Pada minggu lalu, terjadi sebuah peristiwa unik di Republik Rakyat Tiongkok 
(RRT) – khususnya di sebuah wilayah bernama Xinjiang. Bagaimana tidak? Presiden 
Tiongkok Xi Jinping melakukan kunjungan ke Urumqi, Xinjiang, pada 12-14 Juli 
2022 kemarin.

Kunjungan Xi ke Xinjiang ini menjadi unik karena ini merupakan kunjungannya 
yang pertama selama delapan tahun terakhir. Dalam foto-foto yang diunggah oleh 
media-media lokal dan nasional Tiongkok, warga Xinjiang tampak semringah 
menyambut kedatangan Sekretaris Jenderal (Sekjen) Partai Komunis Tiongkok (PKT) 
tersebut.

Namun, banyaknya senyuman dalam kunjungan itu bukanlah hal yang menjadi 
ekspektasi masyarakat – khususnya masyarakat di negara-negara lain. Banyak 
negara justru sebenarnya mempertanyakan pemerintahan Xi atas dugaan pelanggaran 
hak asasi manusia (HAM) dan genosida terhadap kelompok Uighur di Xinjiang.

Di Indonesia sendiri, misalnya, isu Uighur ini sempat menyita perhatian 
masyarakat. Sebagai negara dengan penduduk Muslim terbanyak, nasib kelompok 
Uighur yang umumnya juga Muslim menimbulkan keprihatinan dari banyak kelompok.

Tidak hanya Indonesia, dugaan atas situasi yang terjadi di Xinjiang juga 
menyita banyak perhatian negara-negara Barat. Kerumunan media-media di 
negara-negara Barat secara ramai-ramai memberitakan soal dugaan pelanggaran HAM 
pemerintahan Xi di wilayah tersebut.

Sontak saja, banyak negara Barat juga menekan pemerintahan Xi yang dianggap 
telah melanggar hak dasar warga Uighur – mulai dari hak hidup hingga kebebasan 
untuk memeluk agama. Tidak hanya berhenti pada pernyataan protes, pemerintah 
Amerika Serikat (AS) bahkan juga menerapkan sanksi ekonomi pada 
individu-individu yang dianggap terlibat dalam tindakan opresif terhadap 
kelompok Uighur.

Narasi soal dugaan pelanggaran HAM Uighur ini juga sering mencuat pada tahun 
2021 lalu setelah Joe Biden menjadi presiden. Tekanan ini sampai menimbulkan 
upaya saling balas narasi di antara perwakilan-perwakilan masing-masing negara 
di platform media sosial (medsos) seperti Twitter.

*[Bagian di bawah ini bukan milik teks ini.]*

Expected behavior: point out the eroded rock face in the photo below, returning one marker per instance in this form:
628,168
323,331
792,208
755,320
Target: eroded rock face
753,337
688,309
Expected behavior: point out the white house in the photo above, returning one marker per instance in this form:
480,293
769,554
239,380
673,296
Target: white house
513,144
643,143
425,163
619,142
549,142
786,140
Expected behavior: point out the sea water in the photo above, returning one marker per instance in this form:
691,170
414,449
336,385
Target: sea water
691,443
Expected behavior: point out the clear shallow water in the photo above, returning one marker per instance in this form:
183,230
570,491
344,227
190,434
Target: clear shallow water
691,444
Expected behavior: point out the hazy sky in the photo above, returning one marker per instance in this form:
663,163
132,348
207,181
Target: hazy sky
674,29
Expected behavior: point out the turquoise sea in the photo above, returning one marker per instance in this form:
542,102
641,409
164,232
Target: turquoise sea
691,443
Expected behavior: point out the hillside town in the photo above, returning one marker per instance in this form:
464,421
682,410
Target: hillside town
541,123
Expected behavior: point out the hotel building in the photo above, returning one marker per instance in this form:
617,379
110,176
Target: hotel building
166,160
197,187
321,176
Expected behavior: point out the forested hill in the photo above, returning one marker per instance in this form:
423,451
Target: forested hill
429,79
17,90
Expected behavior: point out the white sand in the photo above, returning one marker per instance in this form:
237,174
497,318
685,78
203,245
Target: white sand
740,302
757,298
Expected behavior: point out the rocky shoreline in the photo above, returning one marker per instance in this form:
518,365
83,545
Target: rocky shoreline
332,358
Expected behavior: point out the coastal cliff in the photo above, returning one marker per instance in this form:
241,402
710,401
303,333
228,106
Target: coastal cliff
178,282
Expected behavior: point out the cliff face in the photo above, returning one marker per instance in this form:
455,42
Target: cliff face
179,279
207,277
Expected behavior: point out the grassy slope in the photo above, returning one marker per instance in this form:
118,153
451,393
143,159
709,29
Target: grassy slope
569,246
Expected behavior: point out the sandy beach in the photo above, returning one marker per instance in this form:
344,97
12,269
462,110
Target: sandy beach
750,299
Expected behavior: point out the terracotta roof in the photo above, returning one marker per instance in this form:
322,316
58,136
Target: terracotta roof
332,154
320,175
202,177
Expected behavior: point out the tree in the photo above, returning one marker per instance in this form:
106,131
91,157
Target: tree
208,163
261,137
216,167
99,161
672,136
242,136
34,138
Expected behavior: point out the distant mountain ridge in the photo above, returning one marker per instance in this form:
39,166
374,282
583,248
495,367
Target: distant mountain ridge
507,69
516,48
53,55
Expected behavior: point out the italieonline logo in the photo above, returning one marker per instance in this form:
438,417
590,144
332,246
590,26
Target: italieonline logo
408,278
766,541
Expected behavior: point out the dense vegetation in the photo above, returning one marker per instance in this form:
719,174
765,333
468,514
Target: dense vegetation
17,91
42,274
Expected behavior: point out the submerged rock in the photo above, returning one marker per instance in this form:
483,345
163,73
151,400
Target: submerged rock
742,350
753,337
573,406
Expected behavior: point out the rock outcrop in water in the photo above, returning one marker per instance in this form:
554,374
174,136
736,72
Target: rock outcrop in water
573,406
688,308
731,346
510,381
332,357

Dengan ketegangan yang panas pada isu ini, tentu saja menjadi menarik untuk 
diamati mengapa pemerintahan Xi pada akhirnya menampilkan ‘kebahagiaan’ yang 
tersalurkan melalui foto-foto kunjungan sang Sekjen PKT ke Xinjiang. 

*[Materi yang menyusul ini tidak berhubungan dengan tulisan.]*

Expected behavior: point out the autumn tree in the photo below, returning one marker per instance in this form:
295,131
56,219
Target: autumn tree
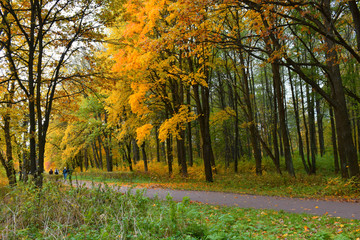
40,40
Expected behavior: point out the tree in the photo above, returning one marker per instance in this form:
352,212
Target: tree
40,40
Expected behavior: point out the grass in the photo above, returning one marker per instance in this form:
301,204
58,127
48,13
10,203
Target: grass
325,185
58,212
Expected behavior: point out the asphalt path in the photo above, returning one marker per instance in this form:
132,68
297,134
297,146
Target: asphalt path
348,210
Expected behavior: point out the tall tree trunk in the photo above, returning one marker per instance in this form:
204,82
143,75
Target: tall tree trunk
319,118
136,151
347,151
283,127
298,128
250,117
169,154
188,130
181,153
311,117
157,143
202,102
333,140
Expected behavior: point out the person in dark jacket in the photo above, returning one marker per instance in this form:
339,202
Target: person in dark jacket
65,173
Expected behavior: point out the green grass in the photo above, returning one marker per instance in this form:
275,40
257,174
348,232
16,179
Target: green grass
55,212
324,185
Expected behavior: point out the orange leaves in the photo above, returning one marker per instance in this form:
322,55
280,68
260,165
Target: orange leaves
137,99
178,121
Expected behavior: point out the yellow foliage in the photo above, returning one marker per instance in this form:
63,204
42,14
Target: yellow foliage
142,132
176,123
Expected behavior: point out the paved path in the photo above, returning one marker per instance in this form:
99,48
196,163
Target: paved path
295,205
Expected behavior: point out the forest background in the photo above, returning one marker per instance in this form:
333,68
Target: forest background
266,86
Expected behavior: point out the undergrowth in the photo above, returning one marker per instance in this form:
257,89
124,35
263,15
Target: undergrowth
324,185
55,212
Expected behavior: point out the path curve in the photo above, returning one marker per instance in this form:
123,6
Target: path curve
295,205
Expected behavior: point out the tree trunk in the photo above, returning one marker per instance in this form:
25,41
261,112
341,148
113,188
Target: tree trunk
347,151
333,140
298,128
319,118
281,108
146,169
311,117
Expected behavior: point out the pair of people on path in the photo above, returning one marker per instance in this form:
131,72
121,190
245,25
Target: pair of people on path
66,172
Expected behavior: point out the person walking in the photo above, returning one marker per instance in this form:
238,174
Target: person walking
65,172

Mengapa Xi akhirnya mengunjungi wilayah tersebut setelah delapan tahun tidak 
pernah menginjakkan kakinya di Xinjiang? Apa yang membuat kunjungan Xi ke 
wilayah kontroversial ini menjadi sinyal penting? Kemudian, mungkinkah ini 
berkaitan juga dengan konflik Rusia dan Ukraina yang dilancarkan oleh 
pemerintahan Vladimir Putin?

 
Xi dan Biden Menuju Baikan?
Kunjungan Xi ke wilayah yang jadi kontroversi dalam politik internasional bukan 
tidak mungkin memiliki pesan diplomatik tertentu. Pasalnya, dalam hubungan 
internasional, praktik-praktik seperti ini biasanya juga memiliki maksud 
tertentu di baliknya. 

Setidaknya, penjelasan seperti inilah yang diungkapkan oleh Claudio A. 
Cioffi-Revilla dalam tulisannya berjudul Diplomatic Communication Theory: 
Signals, Channels, Networks. Diplomasi – baik itu fisik maupun verbal – 
merupakan bentuk komunikasi yang krusial di antara aktor-aktor politik 
internasional.

Bukan tidak mungkin, kunjungan Xi ke Xinjiang ini merupakan bentuk diplomasi 
yang tengah dilakukannya. Apalagi, pemerintahan Xi tampaknya sedang 
bernegosiasi alot dengan pemerintahan Biden di AS.
Di sela-sela pertemuan menteri luar negeri (Menlu) G20 pada awal Juli 2022 
lalu, misalnya, Menlu Tiongkok Wang Yi dan Menlu AS Antony Blinken melakukan 
pertemuan bilateral. Dalam pertemuan tersebut, masing-masing pihak tampaknya 
mulai menemukan jalan tengah dan menyebut diskusi mereka sebagai hal yang 
konstruktif.

Dalam beberapa waktu ke depan, Biden dan Xi juga berencana untuk bicara pada 
akhir Juli nanti. Negosiasi AS-Tiongkok ini kabarnya akan membahas permintaan 
masing-masing pihak untuk meningkatkan hubungan dua negara besar tersebut.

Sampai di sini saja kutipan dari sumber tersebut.